About Maillette Lavender Essential Oil
Lavender oil is the world’s best-selling essential oil and should be a staple in every family’s home. Lavender oils cooling, relaxing and uplifting effects have been cherished throughout the world for hundreds of years. It gives luster to the skin, balance to the body and happiness to the mind. For today’s fast paced modern lifestyle, lavender oil is one of our greatest treasures. A quick drop on the hands with a deep inhalation can help to relax the worried or agitated mind.
If you have children, lavender oil is a must. Use it in your home diffuser while the kids are playing or place a drop in their hands for direct palm inhalation before they leave the house for school. Our diffusers make the perfect nightlight for your child’s bedroom. Diffuse the beautiful fragrance of this high quality lavender oil while they rest through the night.
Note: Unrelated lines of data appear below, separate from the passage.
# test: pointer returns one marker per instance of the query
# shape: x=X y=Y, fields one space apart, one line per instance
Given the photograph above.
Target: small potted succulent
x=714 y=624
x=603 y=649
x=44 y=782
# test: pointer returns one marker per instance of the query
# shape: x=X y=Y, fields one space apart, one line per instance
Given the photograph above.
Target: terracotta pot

You will be hard-pressed to find an oil that has put more smiles on more people’s faces than lavender! Lavender oil is revered in folk traditions throughout the world for its profound ability to cool an overheated body. When used regularly, it cools feelings of anger, agitation and insecurity.
Maillette Lavender Essential Oil Profile
The Lavender Maillette has a soft, sweet, fruity, spicy and herbaceous scent, with woody, green undertones. This lavender cultivar has been selected for it’s alluring aroma by perfumers and is grown organically in France.
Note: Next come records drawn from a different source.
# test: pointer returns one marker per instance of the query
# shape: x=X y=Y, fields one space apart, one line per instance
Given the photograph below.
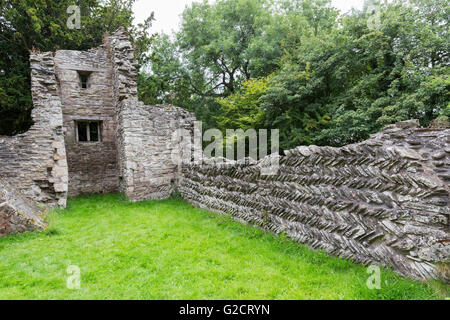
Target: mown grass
x=170 y=250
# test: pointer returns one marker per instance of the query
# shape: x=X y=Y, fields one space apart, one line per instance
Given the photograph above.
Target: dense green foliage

Which Lavender Essential Oil is Best for Me?
Floracopeia is proud to offer a large selection of the highest quality lavender oils sourced from diverse locations and distillers. All of the lavender oils can be used interchangeably as they all have very similar therapeutic functions; they can also be blended together. Here is how our lavender varieties differ:
- Lavender Bulgaria Essential Oil: A full, rich, heady and multidimensional aroma. This variety is grown organically in Bulgaria and has a stronger and more assertive scent. This variety is often used in perfumery.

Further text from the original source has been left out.